The bill, HB 720, would apply that tax to revenue from adult sites “produced, sold, filmed, generated, or otherwise based” in Virginia — a definition broad enough to make even seasoned tax attorneys squint and reread it twice.
At a Finance subcommittee hearing, the bill’s sponsor, Delegate Eric Zehr, framed the measure as something more than just another line item in the tax code. While most proposed tax hikes, he said, tend to discourage businesses that “contribute in a positive way without societal detriment,” he argued that commercial adult sites fall into a different category altogether.
“They contribute to the mental health crisis straining our behavioral health system,” Zehr said. “Their profit is our loss.”
Under the proposal, money raised by the tax would flow into Virginia’s Behavioral Health and Developmental Services Trust Fund — a pool created to support care and treatment for people relying on public mental health, developmental, and substance abuse services.
“The purveyors of this content are profiting while the rest of us are paying,” Zehr argued. “Those profiting at the expense of our children need to pitch in.”
He also pointed to Virginia’s age verification law, passed in 2023, praising it as a step forward — but not nearly a final one. In his view, the law simply hasn’t gone far enough.

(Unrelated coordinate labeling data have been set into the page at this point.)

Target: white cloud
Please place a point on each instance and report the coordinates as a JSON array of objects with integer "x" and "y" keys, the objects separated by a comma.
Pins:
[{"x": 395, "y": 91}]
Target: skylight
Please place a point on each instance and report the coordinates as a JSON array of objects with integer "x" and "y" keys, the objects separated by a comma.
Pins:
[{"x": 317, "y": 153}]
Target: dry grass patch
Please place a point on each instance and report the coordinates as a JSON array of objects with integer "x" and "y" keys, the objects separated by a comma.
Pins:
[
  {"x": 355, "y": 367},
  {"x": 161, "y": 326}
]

“This legislation would disincentivize these providers from further damaging our children’s mental health and development, and simultaneously help promote their mental health by increasing the income going into the Behavioral Health and Developmental Services Trust Fund,” Zehr told the subcommittee. “This isn’t simply an ideological attack. There is a direct connection, a direct line between this and what we’re paying for in the mental health system.”

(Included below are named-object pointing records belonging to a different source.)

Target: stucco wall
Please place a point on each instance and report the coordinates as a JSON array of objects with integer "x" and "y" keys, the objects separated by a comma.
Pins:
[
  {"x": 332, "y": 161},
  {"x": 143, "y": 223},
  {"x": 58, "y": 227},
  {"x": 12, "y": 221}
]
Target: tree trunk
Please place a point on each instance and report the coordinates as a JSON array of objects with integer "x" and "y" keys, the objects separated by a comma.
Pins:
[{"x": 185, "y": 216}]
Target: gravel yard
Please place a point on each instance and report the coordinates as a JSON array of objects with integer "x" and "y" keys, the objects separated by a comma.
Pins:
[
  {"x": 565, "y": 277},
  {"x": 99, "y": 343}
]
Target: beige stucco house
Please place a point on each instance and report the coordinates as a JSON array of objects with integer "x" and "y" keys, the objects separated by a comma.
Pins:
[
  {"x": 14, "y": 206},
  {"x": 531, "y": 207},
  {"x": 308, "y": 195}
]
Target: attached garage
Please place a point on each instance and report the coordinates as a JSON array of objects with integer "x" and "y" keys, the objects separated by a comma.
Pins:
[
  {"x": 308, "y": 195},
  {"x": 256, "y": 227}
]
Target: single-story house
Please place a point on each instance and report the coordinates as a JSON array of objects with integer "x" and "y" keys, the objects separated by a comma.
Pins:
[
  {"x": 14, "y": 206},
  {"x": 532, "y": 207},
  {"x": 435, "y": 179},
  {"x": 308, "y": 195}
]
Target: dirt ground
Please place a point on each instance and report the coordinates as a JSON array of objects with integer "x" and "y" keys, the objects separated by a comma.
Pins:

Others in the room weren’t convinced. Subcommittee members raised red flags about constitutionality — concerns that legislative counsel tied to potential conflicts with freedom of speech — and about how the bill would work in practice, especially given the global, borderless nature of the adult industry.
Delegate Vivian Watts put it bluntly: “Trying to determine how we could enforce this, particularly as a tax matter, would be extraordinarily complicated.”
In the end, the subcommittee voted unanimously to carry the bill over until the 2027 legislative session, effectively shelving it for now.
As the gavel came down, Subcommittee Chair Phil Hernandez offered Zehr a parting note that sounded less like a rejection and more like a long pause: “We want to give you a chance to keep working on this.”